This post was contributed by Eric N. Athey, Esq., a Member in McNees Wallace & Nurick LLC’s Labor and Employment Law Practice Group.

The Patient Protection and Affordable Care Act ("PPACA" or the "Act") (pdf), commonly referred to as the "health care reform law," is nearly 900 pages long and imposes a multitude of new requirements on employers and their group health plans. Yet, despite its length, the Act leaves many basic questions regarding its requirements unanswered. For example, employers that seek to comply with the Act’s requirement regarding the provision of unpaid breaks for mothers to express breast milk for children up to one year of age do not yet know how many breaks must be provided per day or how long the breaks must be. Similarly, group health plans that are "grandfathered," and therefore exempt from certain of the Act’s requirements, do not yet know what types of plan amendments jeopardize grandfathered status. Important questions like these will likely be addressed over the course of the next several months, and years, in federal regulations. In May 2010, federal agencies issued the first wave of "interim" regulations under the Act.

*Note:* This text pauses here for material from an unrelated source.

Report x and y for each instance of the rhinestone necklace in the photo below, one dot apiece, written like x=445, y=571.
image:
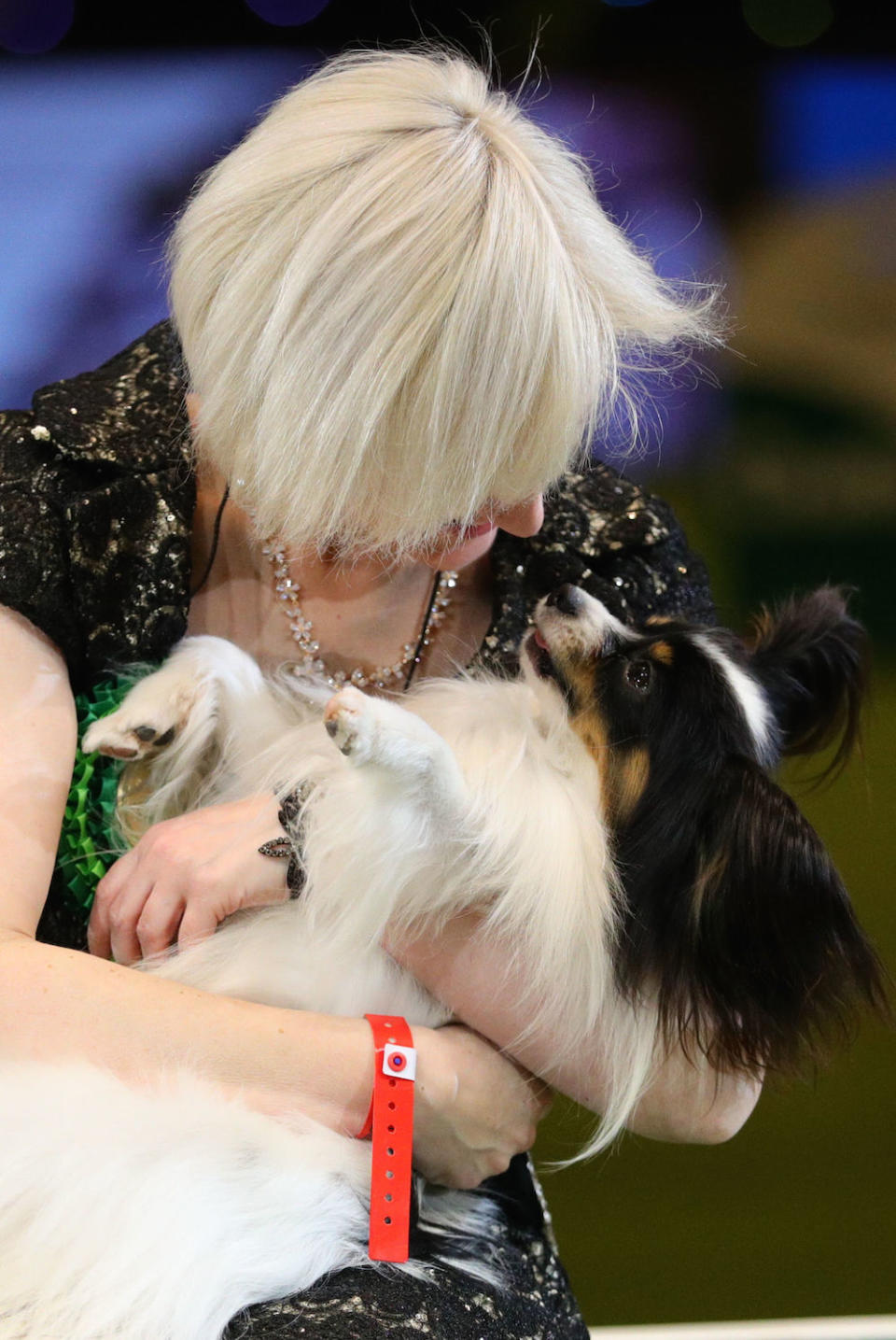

Interim Final Rules Relating to Dependent Coverage of Children to Age 26 The Act requires all group health plans, regardless of grandfathered status, to extend dependent coverage to children until they reach age 26. This requirement goes into effect for plan years beginning on or after September 23, 2010 (i.e. January 1, 2011 for calendar year plans). Grandfathered plans may exclude an employee’s child who is over the age of 19 if he has other employer-provided coverage available – other than through one of the child’s parents. However, this limited exclusion does not apply to non-grandfathered plans and the exclusion will be eliminated altogether in 2014.

On May 10, 2010, the Internal Revenue Service, Department of Labor and Department of Health and Human Services jointly issued "interim final regulations (pdf)" governing the extension of dependent coverage. The regulations expressly prohibit group health plans from denying or restricting coverage to dependents under the age of 26 on the basis of residency, student status, employment status or financial dependency. The regulations also clarify that the extension of coverage does not apply to the grandchild of an employee.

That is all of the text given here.